Setelah imam Muhammad meninggal dan oleh anaknya Ibrahim, pada masanya inilah bergabung seorang pemuda berdarah Persia yang gagah bersni dan cerdas dalam gerakan rahasia ini yang bernama Abu Muslim Al-Khurasani. Semenjak masuknya Abu Muslim ke dalam gerakan Abbasiyah ini, maka dimulailah gerakan dengan cara terang-terangan, kemudian cara pertempuaran dan akhirnya dengan dalih ingin mengembalikan keturunan Ali ke atas singgasana kekhalifahan. Abu Abbas pimpinan gerakan tersebut berhasil menarik dukungan kaum Syi’ah dalam mengorbankan perlawanan terhadap kekhalifahan Umaiyah. Abu Abbas kemudian memulai makkar dengan melakukan pembunuhan sampai tuntas semua keluarga khalifah, yang waktu itu dipegang oleh khalifah Marwan II Bin Muhammad. Begitu dahsyatnya pembunuhan itu sampai abu Abbas menyebut dirinya sang pengalir darah atau As-Saffah. Maka bertepatan pada bulan Zulhijah 132h (750m) dengan terbunuhnya khalifah Marwan II di Fusthath, Mesir dan maka resmilah berdiri Abbasiyah.
Dalam peristiwa tersebut salah seorang pewaris tahta kekhalifahan Umaiyah, yaitu Abdurrahman yang baru berumurt 20tahun, berhasil meloloskan diri ke daratan Spanyol. Tokoh ini yang kemudian berhasil menyusun kembali kekuatan Bani Umaiyah di seberang lautan, yaitu di Keamiran Cordova. Di sana dia berhasil mengembalikan kejayaan  kekhalifahan Umaiayah dengan nama kekhalifahan Andalusia. Pada awalnya kakhalifahan Abbasiyah menggunakan Kufah sebagai pusat pemertintahan dengan Abu Abbas As-Safah (750-754m) sebagai khalifah pertama. Kemudian khalifah penggantinya Abu Jakfar Al-Mansur (750-775m) memindahkan pusat pemerintahan ke Baghdad. Di kota Baghdad ini kemudian akan lahir sebuah imperium besar yang akan menguasai dunia lebih dari lima abad lamanya. Imperium ini dikenal dengan nama Daulah Abbasiyah.
Dalam beberapa hal Daulah Abbasiyah memiliki kesamaan dan perbedaan dengan Daulah Umaiyah.

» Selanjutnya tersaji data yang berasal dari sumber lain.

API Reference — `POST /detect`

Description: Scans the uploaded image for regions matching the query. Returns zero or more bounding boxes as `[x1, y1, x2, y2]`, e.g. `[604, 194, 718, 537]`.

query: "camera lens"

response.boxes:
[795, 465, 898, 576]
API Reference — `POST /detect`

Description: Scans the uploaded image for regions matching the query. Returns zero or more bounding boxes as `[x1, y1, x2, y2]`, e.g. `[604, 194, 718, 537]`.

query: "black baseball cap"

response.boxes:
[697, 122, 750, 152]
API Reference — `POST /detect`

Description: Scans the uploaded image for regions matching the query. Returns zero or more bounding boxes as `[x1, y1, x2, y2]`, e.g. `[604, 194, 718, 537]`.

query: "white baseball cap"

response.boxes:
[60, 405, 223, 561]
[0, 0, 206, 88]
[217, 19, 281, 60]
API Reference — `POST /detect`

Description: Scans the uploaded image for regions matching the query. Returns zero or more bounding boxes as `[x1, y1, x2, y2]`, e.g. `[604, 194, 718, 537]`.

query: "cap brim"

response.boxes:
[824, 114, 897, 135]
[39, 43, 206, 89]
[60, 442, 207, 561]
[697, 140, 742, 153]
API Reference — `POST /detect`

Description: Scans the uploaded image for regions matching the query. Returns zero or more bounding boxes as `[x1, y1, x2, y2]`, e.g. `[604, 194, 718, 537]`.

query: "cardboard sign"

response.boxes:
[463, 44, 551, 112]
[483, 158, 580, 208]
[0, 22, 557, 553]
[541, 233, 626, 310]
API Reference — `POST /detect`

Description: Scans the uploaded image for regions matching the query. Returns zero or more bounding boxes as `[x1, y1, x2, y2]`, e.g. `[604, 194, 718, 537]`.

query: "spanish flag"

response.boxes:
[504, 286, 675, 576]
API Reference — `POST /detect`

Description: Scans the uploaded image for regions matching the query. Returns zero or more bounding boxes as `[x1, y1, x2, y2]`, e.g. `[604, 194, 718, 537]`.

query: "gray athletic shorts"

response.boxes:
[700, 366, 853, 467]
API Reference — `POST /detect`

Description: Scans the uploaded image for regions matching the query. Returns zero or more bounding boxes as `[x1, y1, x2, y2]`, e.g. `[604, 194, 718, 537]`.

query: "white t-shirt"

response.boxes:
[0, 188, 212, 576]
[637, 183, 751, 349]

Seperti yang terjadi pada masa Daulah Umaiyah misalnya para bangsawan cenderung hidup mewah dan bergelimang harta. Mereka gemar memelihara budak belian serta istri peliharaan. Kehidupan cenderung pada kehidupan duniawi ketimbang nilai-nilai agama Islam.
B.     Sistem Politik, Pemerintahan, dan Sosial
1.      Sistem Politik dan Pemerintahan
Khalifah pertama Bani Abbasiyah, Abdul Abbas yang sekaligus dianggap sebagai pendiri Bani Abbas, menyebut dirinya sebagai julukan al-Saffah yang berarti sang penumpah darah. Sedangkan khalifah Abbasiyah kedua mengambil gelar al-Mansur dan meletakkan dasar-dasar pemerintahan Abbasiyah. Di bawah Abbasiyah, kekhalifahan berkembang sebagai sidtem poltik. Dinasti ini muncul dengan bantuan orang-orang Persia yang merasa bosan terhadap bani Umaiyah di dala masalah sosial dan politik diskriminasi. Khalifah-khalifah Abbasiyah yang memakai gelar “imam”, pemimpin masyarakat Muslim bertujuan untuk menekankan arti keagamaan kekhalifahan Abbasiyah mencontoh tradisi Umaiyah di dalam mengumumkan lebih dari satu putra mahkota.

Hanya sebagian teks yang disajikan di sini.